How many times has my mother been unable to relate her care plan back to me after a physician’s visit because she didn’t remember the instructions or forgot to ask questions? While she may have received the information from a skilled professional, the anxiety and distraction of new information impaired her ability to retain the information or ask for clarifications. I don’t want her to know this, but I also think that she is a little embarrassed to admit that she just doesn’t get it the first time!Patients are not accustomed to the new move toward patient engagement, self care and responsibility. Certain populations require additional follow-up measures to ensure their compliance.
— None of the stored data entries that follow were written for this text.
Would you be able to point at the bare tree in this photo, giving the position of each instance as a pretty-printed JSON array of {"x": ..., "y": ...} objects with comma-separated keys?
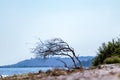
[{"x": 57, "y": 47}]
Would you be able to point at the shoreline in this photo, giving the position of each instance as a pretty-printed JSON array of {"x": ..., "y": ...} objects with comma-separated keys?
[{"x": 103, "y": 72}]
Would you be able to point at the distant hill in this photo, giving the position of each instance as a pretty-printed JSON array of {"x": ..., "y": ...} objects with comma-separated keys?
[{"x": 50, "y": 62}]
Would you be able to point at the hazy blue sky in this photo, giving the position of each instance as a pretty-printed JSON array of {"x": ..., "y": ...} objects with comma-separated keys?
[{"x": 84, "y": 24}]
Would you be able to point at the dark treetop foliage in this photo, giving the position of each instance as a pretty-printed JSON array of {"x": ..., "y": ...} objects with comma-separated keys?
[
  {"x": 57, "y": 47},
  {"x": 107, "y": 50}
]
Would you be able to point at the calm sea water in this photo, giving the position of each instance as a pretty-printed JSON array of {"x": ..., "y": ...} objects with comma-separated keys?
[{"x": 12, "y": 71}]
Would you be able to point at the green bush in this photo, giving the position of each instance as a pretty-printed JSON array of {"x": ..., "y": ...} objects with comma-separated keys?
[
  {"x": 112, "y": 60},
  {"x": 106, "y": 51}
]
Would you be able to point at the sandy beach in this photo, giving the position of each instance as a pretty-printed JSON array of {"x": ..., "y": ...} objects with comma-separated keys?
[{"x": 103, "y": 72}]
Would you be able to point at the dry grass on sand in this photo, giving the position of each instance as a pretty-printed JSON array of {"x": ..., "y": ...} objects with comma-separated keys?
[{"x": 103, "y": 72}]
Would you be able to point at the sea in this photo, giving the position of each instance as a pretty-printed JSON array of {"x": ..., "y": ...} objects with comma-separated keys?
[{"x": 16, "y": 71}]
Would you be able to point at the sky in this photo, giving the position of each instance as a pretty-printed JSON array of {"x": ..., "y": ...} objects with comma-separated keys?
[{"x": 83, "y": 24}]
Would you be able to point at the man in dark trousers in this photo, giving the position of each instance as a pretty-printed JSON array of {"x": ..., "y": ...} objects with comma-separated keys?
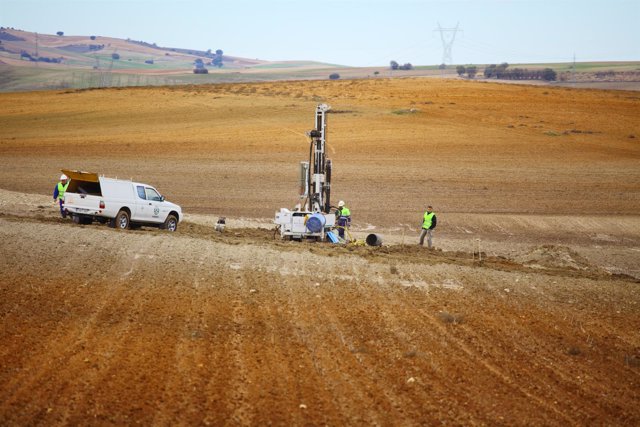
[
  {"x": 343, "y": 214},
  {"x": 58, "y": 193},
  {"x": 429, "y": 222}
]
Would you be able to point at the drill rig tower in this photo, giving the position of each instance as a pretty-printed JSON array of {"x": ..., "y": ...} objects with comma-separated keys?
[{"x": 312, "y": 217}]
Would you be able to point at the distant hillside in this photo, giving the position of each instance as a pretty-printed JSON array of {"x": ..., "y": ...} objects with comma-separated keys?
[{"x": 31, "y": 61}]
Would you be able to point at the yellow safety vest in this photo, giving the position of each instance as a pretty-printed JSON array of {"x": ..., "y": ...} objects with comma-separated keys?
[
  {"x": 428, "y": 219},
  {"x": 62, "y": 189}
]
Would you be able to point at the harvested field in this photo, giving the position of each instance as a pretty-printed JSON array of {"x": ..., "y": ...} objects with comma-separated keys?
[{"x": 239, "y": 328}]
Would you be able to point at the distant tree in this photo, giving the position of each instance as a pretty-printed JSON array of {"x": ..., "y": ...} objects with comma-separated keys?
[
  {"x": 490, "y": 71},
  {"x": 549, "y": 74},
  {"x": 501, "y": 70}
]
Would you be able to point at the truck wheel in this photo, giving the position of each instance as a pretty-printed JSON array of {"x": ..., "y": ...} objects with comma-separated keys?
[
  {"x": 123, "y": 222},
  {"x": 171, "y": 223}
]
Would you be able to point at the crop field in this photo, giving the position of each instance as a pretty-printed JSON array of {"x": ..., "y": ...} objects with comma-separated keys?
[{"x": 527, "y": 312}]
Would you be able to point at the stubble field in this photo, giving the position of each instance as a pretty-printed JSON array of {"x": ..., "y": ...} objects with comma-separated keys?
[{"x": 197, "y": 327}]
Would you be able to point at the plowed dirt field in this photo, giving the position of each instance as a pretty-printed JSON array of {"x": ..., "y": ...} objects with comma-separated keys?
[{"x": 197, "y": 327}]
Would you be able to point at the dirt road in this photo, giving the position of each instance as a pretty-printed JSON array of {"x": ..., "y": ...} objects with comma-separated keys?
[{"x": 196, "y": 327}]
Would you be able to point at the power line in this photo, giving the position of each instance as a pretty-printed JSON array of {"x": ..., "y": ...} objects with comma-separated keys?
[{"x": 448, "y": 36}]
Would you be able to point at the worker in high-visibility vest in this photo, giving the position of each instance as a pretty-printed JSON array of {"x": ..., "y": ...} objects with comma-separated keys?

Telephonic coaching is proving to be a winning strategy in patient engagement. After all, there is comfort in being in one’s own home, even with medication bottles and instruction sheets. In their own space, patients open up and reveal issues that impair their compliance.

Patient coaching calls are enhanced by call center collaboration with both inpatient and outpatient providers. Some tips for providers in ensuring an effective follow-up call are: • Let the patient know that they will be receiving a call within a specified time period • Ask them to write down information about their condition or any questions they would like to ask their telephone nurse • Reassure them that the nurse is there to ensure that they are comfortable with their treatment plan. The call is not a pass or fail test.

Let the patient know they will receive a follow-up call and give them information about it. Perhaps give that information on a handout with a section for them to jot down things they would like to discuss when the call comes. Some providers also offer an inbound Nurse Advice Line for their populations in case they have a need before the nurse calls.

TeamHealth Medical Call Center nurses start out every call by asking the patient what they would like to discuss. This is a vital part of the call and establishes that important rapport and gives the nurse valuable information on the patient’s need for coaching and learning style. Reinforcement of the care plan and provider-specific information requirements are other elements of the call. It is important to resolve any issues, even if it takes a call to the provider with a follow-up back to the patient. The objective is for the encounter to result in a motivated, informed patient who knows you care.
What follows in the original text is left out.